The Great American Beer Festival (GABF) was once again recently held in Denver, Colorado, from September 16th through 18th. It is the largest beer festival in the United States. And it was the largest beer judging competition ever held to date, with over 3,500 beers judged. 49,000 attendees sampled over 2,200 beers from 455 breweries serving in the festival hall. Having helped organize beer festivals, I shudder to think of what must go into planning a festival attended by almost 50,000 people.
As I did earlier this year after the World Beer Cup, I’d like to highlight how Southeastern breweries fared in the competition. In a nutshell, our region is making progress, but we have a long way to go.
Of the ten states I think qualify as Southeastern (unlike the NCAA, I think North Carolina belongs in the geographical region), four cannot claim any 2010 GABF medals at all. Another four only received one medal each, and only North Carolina and Tennessee can claim multiple medals (two and three, respectively).
Compare that with the state that’s home to the most GABF medals this year, California, which came away with fifty-two of them. Ponder that one for a minute. Our ten-state region received nine medals while the lone state of California received fifty-two. That’s more than 1/5th of the total of 236 awarded across the U.S., all going to one state. (The most populous state in the union, of course, but one state nonetheless). California is to craft beer what the Southeast is to college football. Colorado is a close second with forty medals. After that, there’s a big dropoff between second and third place with Oregon clocking in at nineteen medals.
Close to home, the really good news is that Alabama’s own Back Forty Beer Company won silver for their Truck Stop Honey Brown Ale. That was in the Specialty Honey Beer category. Gold in that category was won by Blue Moon Honey Wheat and bronze went to Samuel Adams Honey Porter, so Back Forty is hanging with some heavy company there. Twenty-four entries competed in the category.
Florida beer geeks surely weren’t surprised to learn their beloved Cigar City Brewing in Tampa won a silver for its Humidor IPA in the Wood and Barrel-Aged Beer category. Cigar City has been the object of rabid accolades from Tampa natives for a couple years, and beer geeks from other parts of the country had begun to wonder if the liquid could really live up to the hype. I’d say the Floridians have been vindicated.

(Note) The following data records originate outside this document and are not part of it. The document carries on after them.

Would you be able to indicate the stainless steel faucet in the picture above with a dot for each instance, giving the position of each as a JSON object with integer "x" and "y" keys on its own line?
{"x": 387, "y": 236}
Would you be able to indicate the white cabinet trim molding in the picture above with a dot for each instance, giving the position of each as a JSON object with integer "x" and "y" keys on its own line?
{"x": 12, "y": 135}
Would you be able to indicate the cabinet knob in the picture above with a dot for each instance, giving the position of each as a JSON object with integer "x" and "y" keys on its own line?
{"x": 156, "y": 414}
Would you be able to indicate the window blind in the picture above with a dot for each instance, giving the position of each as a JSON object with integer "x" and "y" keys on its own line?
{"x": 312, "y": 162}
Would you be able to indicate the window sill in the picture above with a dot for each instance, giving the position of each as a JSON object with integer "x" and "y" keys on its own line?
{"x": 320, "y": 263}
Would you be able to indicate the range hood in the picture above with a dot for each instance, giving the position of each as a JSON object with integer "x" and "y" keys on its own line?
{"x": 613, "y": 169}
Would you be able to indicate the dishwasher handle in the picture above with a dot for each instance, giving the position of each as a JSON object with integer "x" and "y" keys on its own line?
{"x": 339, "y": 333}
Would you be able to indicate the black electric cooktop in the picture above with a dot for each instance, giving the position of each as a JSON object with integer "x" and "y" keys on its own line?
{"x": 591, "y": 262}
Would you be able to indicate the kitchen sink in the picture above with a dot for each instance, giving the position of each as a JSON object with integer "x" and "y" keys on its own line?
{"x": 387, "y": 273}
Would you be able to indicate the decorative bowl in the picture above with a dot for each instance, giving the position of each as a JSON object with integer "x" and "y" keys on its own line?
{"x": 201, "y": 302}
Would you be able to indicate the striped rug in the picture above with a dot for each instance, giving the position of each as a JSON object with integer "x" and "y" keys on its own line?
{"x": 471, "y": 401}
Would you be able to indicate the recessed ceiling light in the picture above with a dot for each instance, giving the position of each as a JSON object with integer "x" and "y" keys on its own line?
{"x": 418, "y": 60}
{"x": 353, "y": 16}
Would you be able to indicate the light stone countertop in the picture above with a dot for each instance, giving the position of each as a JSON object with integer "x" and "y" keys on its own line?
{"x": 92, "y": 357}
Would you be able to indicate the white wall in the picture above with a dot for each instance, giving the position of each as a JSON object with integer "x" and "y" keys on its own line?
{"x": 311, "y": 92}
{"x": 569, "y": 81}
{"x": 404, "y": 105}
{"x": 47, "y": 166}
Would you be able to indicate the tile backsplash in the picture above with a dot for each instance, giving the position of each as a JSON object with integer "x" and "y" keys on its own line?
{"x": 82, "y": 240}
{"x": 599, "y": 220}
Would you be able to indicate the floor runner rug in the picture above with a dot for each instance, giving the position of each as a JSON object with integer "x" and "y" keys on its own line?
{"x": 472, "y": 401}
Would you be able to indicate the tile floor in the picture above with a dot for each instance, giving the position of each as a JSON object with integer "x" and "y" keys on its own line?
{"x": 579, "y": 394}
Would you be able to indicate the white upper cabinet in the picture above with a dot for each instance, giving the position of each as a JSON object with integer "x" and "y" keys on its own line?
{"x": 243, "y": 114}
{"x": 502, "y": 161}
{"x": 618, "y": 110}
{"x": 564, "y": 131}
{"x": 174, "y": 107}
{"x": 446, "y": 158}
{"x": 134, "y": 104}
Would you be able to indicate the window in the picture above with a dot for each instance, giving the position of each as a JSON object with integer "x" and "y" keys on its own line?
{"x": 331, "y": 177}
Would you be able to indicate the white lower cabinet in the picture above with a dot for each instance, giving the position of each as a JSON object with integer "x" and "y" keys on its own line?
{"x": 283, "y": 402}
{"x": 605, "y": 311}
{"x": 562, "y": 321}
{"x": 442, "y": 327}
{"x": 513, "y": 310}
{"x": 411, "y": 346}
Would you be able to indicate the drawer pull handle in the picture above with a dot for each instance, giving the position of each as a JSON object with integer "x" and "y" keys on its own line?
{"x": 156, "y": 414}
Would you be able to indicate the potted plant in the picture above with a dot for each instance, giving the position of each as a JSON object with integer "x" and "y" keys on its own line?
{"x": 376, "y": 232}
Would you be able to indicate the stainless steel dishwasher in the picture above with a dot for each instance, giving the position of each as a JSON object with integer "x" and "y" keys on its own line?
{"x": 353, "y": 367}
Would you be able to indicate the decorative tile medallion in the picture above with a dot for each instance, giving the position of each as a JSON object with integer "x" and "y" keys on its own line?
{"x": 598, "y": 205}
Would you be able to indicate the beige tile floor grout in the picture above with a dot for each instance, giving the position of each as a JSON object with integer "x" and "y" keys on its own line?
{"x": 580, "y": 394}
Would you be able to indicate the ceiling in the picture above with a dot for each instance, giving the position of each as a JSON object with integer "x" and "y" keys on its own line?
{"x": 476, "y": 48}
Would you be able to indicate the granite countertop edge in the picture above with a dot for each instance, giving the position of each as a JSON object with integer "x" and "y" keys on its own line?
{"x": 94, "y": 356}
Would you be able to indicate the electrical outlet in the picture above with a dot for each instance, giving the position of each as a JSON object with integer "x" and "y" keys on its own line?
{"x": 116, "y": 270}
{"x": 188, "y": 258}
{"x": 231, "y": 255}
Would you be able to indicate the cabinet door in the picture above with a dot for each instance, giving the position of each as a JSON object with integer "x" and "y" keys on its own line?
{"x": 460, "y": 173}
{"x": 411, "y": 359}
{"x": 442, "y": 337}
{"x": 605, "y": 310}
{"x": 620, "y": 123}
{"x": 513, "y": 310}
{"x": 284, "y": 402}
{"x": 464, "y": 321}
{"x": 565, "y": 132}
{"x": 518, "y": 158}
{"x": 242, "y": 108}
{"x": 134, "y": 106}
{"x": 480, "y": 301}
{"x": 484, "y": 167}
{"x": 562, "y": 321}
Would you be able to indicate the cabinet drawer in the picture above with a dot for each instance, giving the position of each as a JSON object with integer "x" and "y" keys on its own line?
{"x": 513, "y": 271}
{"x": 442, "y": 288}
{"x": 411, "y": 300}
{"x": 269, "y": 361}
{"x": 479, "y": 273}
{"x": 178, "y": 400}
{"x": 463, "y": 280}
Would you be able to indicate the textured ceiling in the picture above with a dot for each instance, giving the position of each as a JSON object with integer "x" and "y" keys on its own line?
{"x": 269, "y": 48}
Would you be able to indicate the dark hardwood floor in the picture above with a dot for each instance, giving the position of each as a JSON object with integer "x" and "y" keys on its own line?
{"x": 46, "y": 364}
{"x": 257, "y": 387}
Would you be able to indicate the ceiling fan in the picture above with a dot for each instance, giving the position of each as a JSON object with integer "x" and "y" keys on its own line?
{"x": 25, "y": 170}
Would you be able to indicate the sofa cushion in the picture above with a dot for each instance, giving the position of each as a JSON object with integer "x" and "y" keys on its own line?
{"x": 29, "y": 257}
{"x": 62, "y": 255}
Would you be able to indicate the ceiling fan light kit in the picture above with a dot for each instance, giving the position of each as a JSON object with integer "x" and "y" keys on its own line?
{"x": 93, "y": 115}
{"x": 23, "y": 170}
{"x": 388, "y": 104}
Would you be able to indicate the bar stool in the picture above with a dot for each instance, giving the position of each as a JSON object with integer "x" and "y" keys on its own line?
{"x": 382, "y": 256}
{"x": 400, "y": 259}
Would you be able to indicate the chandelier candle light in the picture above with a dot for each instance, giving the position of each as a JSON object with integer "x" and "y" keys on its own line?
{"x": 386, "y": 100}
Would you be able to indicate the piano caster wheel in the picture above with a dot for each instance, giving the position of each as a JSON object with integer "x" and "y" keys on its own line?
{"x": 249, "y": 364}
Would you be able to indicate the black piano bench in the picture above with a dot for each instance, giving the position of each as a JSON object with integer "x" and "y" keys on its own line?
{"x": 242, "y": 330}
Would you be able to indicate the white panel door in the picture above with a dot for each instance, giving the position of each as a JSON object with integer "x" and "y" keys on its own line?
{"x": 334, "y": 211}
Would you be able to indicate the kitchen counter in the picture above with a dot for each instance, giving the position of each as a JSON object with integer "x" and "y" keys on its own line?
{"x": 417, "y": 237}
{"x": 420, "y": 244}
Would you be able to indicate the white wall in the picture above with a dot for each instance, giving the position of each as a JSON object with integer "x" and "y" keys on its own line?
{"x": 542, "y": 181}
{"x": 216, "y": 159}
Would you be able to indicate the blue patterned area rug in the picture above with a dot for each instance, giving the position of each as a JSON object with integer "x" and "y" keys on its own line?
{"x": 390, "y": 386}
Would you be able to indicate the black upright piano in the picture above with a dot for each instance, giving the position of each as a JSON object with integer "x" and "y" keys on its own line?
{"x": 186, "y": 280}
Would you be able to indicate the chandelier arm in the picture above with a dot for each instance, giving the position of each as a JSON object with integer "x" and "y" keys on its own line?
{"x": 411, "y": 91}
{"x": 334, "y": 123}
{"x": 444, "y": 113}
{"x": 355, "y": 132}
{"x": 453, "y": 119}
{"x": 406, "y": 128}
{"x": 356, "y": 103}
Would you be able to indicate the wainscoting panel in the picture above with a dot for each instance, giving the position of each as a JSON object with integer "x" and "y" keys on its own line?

And many Birmingham residents are familiar with Yazoo Brewing, just a quick hop up I-65 in Nashville. Yazoo also nabbed a silver medal. They were recognized for their smoked imperial porter, a beer named Sue. Although many Yazoo beers are widely available in Birmingham, they apparently have not yet been able to produce enough Sue to send it this way. I’m confident it will eventually show up here, and I look forward to trying it.
It’s interesting that another Tennessee brewery, the Gordon Biersch Brewery Restaurant in Chattanooga, took home bronze in the same category. Their winning brew was a German-style rauchbier. Perhaps Southerners’ love of smoked meats carries over into beer. The same Gordon Biersch location also won silver for their eisbock, making them the only Southeastern brewery to win more than one medal at GABF this year. I’ve never visited that location, but I’m starting to think I should.
Only three Southeastern medals were gold, and two of those went to breweries in North Carolina. One to Foothills Brewing in Winston- Salem for their Bourbon Barrel-aged Sexual Chocolate imperial stout, and one to Lone Rider SweetJosie, an American brown ale. The third gold went to Moon River Brewing’s Rosemary Swamp Fox out of Savannah, Georgia.
Alabama is currently in the embryonic stages of a brewing renaissance, with three breweries having opened here in the last six years and four more to be in operation before next year’s GABF rolls around. Perhaps in a year or two the Heart of Dixie will be be a force to be reckoned with at prestigious beer judging competitions.